At the opposite extreme of the group spectrum, John Schilberg, vice president of technology for Oklahoma City-based Griffin Communications oversees three Oklahoma stations that have employed automation for several years to multicast. "We're working to blend our HD and SD worlds and automate push-to-web efforts," Schilberg said. "I'll be a sponge at NAB, trying to learn what others have experienced; what changes they would have made. We're assessing automation at many levels, including whether it actually improves our on-air product."

Standards for metadata, formats and interoperability are top-of-mind.
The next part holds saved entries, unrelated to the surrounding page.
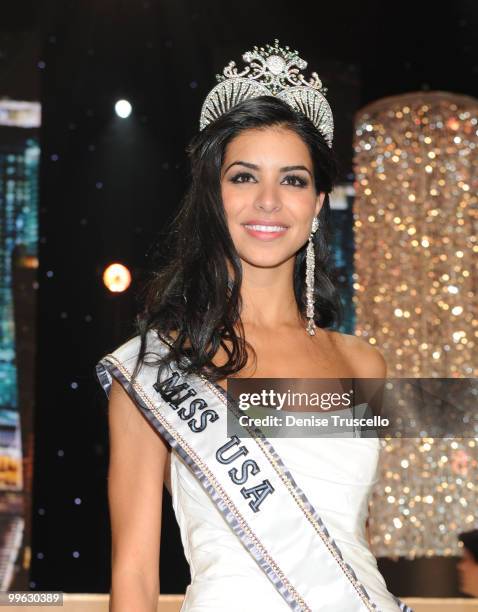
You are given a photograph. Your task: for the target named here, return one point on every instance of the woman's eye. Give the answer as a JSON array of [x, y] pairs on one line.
[[293, 179], [296, 181], [238, 178]]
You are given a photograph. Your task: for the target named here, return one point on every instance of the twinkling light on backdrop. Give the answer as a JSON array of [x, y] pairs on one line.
[[415, 282]]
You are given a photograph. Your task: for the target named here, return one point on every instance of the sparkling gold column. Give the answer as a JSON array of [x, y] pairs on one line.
[[415, 281]]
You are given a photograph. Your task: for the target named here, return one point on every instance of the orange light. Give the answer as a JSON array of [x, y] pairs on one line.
[[117, 278], [453, 124]]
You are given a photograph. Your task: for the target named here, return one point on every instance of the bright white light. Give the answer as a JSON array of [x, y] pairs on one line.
[[123, 108]]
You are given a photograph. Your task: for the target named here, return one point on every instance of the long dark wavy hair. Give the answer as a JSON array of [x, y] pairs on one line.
[[192, 294]]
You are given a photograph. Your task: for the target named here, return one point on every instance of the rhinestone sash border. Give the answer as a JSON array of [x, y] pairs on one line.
[[302, 501], [110, 366]]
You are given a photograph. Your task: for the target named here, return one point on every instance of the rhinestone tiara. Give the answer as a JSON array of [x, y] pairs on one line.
[[272, 70]]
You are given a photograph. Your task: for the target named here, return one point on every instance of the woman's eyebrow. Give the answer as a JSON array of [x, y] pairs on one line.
[[255, 167]]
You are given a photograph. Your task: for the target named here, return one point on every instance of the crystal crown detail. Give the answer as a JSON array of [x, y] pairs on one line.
[[275, 71]]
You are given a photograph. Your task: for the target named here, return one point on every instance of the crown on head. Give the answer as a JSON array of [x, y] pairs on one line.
[[272, 71]]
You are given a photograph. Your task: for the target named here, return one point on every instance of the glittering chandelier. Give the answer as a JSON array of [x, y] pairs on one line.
[[415, 281]]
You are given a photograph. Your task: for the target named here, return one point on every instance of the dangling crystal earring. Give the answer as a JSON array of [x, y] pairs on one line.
[[309, 279]]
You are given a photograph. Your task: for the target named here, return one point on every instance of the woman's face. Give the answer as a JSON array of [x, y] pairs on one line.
[[267, 184]]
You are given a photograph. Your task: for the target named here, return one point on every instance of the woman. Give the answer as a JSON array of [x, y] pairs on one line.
[[245, 294]]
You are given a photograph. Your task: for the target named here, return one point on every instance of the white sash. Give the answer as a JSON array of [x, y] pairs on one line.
[[245, 478]]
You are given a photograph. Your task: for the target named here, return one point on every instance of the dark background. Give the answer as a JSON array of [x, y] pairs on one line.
[[108, 186]]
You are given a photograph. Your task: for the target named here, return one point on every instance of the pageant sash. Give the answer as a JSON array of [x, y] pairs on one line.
[[245, 478]]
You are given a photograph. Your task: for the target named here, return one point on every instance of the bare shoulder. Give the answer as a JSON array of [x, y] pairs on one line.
[[366, 360]]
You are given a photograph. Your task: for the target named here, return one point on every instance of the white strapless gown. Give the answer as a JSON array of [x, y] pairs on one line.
[[336, 474]]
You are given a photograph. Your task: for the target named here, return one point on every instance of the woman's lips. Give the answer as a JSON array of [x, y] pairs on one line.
[[260, 231]]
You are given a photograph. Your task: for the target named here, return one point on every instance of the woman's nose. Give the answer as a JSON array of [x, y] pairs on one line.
[[268, 198]]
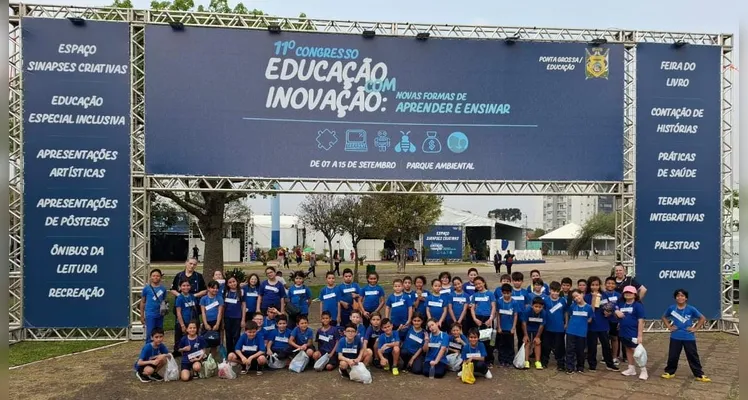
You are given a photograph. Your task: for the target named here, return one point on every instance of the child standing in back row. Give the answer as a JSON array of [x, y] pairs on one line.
[[679, 319]]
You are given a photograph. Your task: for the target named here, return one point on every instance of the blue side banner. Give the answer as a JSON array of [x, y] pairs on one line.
[[76, 174], [678, 200], [443, 241], [228, 102]]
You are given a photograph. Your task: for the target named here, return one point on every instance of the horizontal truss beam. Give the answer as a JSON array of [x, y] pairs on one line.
[[259, 185], [190, 18]]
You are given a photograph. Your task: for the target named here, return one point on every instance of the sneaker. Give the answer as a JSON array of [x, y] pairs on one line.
[[142, 377]]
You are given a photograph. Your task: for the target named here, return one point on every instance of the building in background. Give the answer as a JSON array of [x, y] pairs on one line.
[[562, 210]]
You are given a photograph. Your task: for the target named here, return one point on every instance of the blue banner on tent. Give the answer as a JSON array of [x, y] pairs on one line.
[[443, 242], [76, 174], [678, 198], [308, 105]]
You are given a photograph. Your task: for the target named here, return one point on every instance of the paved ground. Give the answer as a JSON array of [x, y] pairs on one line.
[[107, 374]]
Folsom finds it "hard to believe, in this world of too many standards, we're still facing issues... equipment that meets a connectivity standard should work flawlessly with others, but that's not the reality." Wilson notes, "We have the standard MOS protocol for news, but lack true IP integration on the broadcast play-to-air side—serial VDCP technology is dead; the parties need to come together on Internet protocol so that automation can fully leverage the video servers and other gear."

Bland would like the advertising, programming and content stakeholders to settle on a manageable subset of file exchange formats. "I'd prefer not to have dozens of codecs just because some one-man ad agency's editor happens to output that," he said. "It's even more important with automated workflows where there's no human to 'flip the selector switch.'"

Our anonymous contributor adds metadata standardization to the mix, "This might include program segment, as well as bug and snipe in/out times, AFD, aspect ratio, audio track info, PSIP data, and information to allow selective airing of different segments; having metadata that travels with the essence files and goes directly into the presentation system's database would certainly reduce media prep work."

Capital "A" automation is becoming just another cog in the broader media distribution, monetization and content life-cycle workflow. Agile, end-to-end and IT-based solutions will eventually rule the day.